12/07/2007

Miserable


La noche de su vigésimo cumpleaños recogía las sombras de una tarde de sábado. El ocaso estaba en su punto culmen y todo estaba preparado, sólo faltaban las doce campanadas, como si de año nuevo se tratase. Alfonso iba a recibir su bautizo y nada podía quedar fuera del plan trazado.

En los años previos a su consagración como miserable se sembraron las semillas de su desgraciada personalidad. Hasta llegar al instituto no aprendió a dar nombre a su odio hacia los más débiles. Sabía que la mujer merecía una mano fuerte que la guiase porque así era en su casa. Comprendía que los negros y los moros nos querían quitar el trabajo y eran malos y sucios, unos animales, porque así lo decía su tío, que los conocía bien de haberlos explotado como patrón en Angola. Pero ignoraba toda esa teoría de la superioridad de la raza blanca, de la defensa de España, de los legionarios de un Franco que siempre había llevado en el corazón como el mejor de los abonos.

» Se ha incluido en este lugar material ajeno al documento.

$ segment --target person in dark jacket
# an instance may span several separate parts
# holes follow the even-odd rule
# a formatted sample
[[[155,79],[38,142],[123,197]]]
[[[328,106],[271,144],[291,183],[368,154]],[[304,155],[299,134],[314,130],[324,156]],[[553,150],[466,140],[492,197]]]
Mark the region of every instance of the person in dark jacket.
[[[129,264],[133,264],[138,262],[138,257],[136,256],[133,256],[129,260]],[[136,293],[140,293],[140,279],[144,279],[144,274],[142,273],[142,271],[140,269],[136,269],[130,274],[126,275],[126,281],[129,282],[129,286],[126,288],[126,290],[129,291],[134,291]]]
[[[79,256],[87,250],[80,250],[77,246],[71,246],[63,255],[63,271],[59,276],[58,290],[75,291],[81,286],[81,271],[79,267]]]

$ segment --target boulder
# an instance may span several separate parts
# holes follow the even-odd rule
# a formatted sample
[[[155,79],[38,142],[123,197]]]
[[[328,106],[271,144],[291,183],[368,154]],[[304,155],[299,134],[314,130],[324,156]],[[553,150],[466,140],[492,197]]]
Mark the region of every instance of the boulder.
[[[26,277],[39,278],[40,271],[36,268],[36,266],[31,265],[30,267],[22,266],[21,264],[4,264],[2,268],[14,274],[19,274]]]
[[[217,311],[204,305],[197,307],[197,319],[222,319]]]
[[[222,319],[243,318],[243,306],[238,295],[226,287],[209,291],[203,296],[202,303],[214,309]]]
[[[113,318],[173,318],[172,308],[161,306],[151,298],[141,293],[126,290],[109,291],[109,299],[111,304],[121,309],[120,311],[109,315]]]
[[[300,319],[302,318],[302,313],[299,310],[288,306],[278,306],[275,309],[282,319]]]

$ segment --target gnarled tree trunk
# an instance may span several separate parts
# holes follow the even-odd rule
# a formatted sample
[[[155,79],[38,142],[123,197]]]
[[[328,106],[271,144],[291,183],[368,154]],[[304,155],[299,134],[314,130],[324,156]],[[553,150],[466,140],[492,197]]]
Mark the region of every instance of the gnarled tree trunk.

El acoso que siempre había dispensado a sus compañeros de clase, al gordito, a la empollona de las gafas, al delgaducho despeinado, le proporcionaba un placer inmenso. En el fondo siempre había sido un cobarde, un inútil apaleado por la indiferencia de su padre.

Qué pena que no se revelase contra las industrias que nos matan de cáncer, contra los políticos que nos meten en guerra y nos ofrecen trabajos basura, contra la incultura que nos hace esclavos de consumismo, contra su propio ser, porque la mayor de las luchas es la que se emprende contra uno mismo para ser uno mismo, contaminado de tanta basura mediática.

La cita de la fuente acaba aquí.